In its pursuit of a better customer experience, the mortgage industry targets a quicker process, but its fragmented nature limits its efforts.

The average loan closing time fluctuated between 2012 to 2018, reaching a low within the range of 40.3 days in 2014 and a high of 48.2 days in 2012, according to Ellie Mae.

Though days to close did drop over the past couple of years, lenders are working to reduce it further, but they aren’t really addressing how compartmentalized the industry is.

“Everywhere you look its fragmentation upon fragmentation,” Aaron King, Snapdocs CEO, said in an interview. “Lenders have multiple technology components to stitch together, all these settlement agents, all these investors, all these underwriters. If you look at webcam notarization, if you look at e-notes, if you look at the adoption of all these really good technologies, none of them are getting traction because nobody is solving this network challenge.”

With technology quickened closing times are inevitable, though the amount of days that can be shaved off is up for debate.

The great debate

The conversation around mortgage technology is as much about the “what” as it is the “how.”

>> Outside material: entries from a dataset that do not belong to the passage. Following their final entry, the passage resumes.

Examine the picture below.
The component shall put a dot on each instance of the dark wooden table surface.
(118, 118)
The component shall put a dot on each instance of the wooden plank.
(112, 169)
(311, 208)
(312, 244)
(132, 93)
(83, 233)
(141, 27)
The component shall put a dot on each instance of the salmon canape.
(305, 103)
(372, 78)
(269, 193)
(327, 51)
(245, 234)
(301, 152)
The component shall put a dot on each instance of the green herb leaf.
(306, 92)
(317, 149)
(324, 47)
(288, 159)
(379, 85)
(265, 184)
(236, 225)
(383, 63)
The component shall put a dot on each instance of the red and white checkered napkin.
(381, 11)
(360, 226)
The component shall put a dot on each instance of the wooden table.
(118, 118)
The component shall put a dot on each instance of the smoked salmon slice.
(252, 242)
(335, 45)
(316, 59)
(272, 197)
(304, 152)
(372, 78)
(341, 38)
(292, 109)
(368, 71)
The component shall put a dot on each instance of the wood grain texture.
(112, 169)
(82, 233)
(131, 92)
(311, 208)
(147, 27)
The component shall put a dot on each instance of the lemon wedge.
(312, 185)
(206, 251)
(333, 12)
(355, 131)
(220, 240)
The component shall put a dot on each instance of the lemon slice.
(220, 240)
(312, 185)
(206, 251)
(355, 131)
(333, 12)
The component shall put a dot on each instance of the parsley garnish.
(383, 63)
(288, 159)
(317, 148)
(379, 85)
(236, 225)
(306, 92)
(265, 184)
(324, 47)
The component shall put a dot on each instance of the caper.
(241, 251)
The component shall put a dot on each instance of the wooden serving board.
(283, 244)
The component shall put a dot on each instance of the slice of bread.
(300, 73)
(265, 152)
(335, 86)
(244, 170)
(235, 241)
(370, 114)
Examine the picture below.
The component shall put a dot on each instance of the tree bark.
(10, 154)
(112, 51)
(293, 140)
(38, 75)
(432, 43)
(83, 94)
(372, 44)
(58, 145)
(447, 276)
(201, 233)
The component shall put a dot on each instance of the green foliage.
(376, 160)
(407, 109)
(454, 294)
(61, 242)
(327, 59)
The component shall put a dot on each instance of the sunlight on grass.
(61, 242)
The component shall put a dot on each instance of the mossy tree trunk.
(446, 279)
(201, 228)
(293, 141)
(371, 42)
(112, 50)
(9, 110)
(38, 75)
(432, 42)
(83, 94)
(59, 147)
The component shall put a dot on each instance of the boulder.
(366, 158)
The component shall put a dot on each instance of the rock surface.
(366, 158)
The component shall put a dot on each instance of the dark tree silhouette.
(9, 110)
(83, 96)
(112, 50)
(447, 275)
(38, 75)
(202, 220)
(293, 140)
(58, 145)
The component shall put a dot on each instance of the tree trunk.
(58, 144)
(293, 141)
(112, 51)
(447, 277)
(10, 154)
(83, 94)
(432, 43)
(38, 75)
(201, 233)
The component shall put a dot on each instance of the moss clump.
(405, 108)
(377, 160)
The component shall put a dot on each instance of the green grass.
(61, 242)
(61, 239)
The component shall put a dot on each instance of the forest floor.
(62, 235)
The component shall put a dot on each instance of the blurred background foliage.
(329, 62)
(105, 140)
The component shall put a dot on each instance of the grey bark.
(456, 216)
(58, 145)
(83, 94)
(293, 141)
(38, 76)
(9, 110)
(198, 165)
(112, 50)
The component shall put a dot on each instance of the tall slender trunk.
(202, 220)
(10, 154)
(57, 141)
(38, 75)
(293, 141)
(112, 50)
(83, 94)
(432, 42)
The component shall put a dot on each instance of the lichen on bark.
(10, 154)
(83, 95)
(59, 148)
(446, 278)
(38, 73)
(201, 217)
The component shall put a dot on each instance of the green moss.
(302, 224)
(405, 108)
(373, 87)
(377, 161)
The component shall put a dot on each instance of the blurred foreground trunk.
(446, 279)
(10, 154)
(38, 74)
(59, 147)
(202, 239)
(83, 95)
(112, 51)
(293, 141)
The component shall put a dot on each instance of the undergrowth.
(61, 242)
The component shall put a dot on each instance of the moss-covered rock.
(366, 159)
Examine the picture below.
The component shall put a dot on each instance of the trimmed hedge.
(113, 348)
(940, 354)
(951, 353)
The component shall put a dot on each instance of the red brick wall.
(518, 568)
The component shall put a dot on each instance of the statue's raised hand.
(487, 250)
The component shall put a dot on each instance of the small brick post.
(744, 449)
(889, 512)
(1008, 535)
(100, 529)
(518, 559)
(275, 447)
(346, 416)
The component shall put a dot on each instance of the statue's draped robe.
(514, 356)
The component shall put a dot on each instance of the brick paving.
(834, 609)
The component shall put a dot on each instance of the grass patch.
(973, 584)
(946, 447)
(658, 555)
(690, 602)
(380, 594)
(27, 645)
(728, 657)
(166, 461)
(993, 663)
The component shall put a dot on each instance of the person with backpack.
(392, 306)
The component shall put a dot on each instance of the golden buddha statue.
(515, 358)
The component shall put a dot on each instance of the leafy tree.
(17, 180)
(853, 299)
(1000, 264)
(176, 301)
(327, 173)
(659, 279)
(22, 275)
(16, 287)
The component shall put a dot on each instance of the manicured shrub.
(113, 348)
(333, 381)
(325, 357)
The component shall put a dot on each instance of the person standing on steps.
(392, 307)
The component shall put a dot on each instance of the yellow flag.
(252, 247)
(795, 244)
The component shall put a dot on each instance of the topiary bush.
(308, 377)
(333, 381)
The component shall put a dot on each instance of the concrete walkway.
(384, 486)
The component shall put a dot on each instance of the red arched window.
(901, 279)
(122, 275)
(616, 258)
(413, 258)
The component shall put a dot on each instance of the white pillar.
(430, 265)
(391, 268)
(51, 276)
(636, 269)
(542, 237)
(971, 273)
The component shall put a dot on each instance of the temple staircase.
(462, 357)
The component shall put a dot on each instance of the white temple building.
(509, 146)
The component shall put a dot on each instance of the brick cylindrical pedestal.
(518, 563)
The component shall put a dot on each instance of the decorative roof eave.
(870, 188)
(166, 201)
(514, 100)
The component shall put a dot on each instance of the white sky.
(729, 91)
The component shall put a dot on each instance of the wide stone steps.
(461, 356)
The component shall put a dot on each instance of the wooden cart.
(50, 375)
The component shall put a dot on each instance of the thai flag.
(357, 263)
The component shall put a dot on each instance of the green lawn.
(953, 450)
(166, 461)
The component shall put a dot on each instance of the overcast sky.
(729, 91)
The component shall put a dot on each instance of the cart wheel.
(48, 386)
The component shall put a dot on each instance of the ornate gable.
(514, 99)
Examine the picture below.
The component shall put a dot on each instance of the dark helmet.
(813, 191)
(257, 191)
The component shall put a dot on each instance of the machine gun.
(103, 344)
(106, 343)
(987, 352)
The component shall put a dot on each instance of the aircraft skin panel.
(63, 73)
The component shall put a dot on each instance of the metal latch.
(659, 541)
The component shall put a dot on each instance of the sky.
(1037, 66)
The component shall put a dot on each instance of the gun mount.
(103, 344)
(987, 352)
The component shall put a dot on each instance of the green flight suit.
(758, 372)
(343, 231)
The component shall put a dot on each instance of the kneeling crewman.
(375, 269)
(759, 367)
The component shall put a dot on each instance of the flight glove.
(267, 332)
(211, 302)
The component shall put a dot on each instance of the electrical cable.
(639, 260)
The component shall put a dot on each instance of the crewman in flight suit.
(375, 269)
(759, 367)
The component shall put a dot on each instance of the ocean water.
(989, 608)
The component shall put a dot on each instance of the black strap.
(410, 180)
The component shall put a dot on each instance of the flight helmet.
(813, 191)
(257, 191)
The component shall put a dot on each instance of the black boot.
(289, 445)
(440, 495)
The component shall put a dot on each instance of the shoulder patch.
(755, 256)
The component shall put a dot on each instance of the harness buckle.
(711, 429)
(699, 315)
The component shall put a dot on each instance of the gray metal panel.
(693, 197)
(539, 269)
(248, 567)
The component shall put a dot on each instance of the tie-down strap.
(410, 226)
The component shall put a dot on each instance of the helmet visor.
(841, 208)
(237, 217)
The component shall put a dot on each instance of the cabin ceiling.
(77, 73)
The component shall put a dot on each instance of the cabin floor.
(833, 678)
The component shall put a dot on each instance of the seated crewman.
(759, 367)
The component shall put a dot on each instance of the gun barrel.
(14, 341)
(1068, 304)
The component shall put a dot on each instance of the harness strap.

In taking tech steps forward, mortgage lenders evaluate whether building or buying a product is best for their business.

Purchasing a product is typically the quicker and most cost-effective option in the short run, as a tool is already in place for institutions to evaluate, and it’ll be more readily available for integration. But companies developing their own technology, though a hefty and potentially expensive task, have the advantage of customization, and may wind up spending less money down the line.

Companies tapping a vendor for tech should ensure a product will properly integrate, and those opting to develop their own must have adequate resources, manpower and a solid understanding of regulatory standards.

But whether built or bought, staying mindful of business objectives sits at the core of tech implementation, requiring heavy attention from business leaders and stakeholders over a tech department.

Privacy at a price

Mortgage lenders racing to adopt technology and streamline processes are also forced to battle increased data-privacy regulation and evolving cybersecurity risks extending beyond their own operations.

From securing their own data, to that of vendor partners, and even protecting borrowers from wire fraud, lenders are gearing up to battle a sea of potential risks, and all at a price.

If borrowers lose their down payment money to a scam artist who intercepts loan information and sends false wiring information for a down payment, they can no longer purchase that house and the lender loses a loan.

Wire fraud alone generated more than $1.4 billion in losses from over 300,000 cases in 2017, according to the FBI’s Internet Crime Complaint Center. The dollar volume and incidence of wire fraud has generally trended upward since 2013.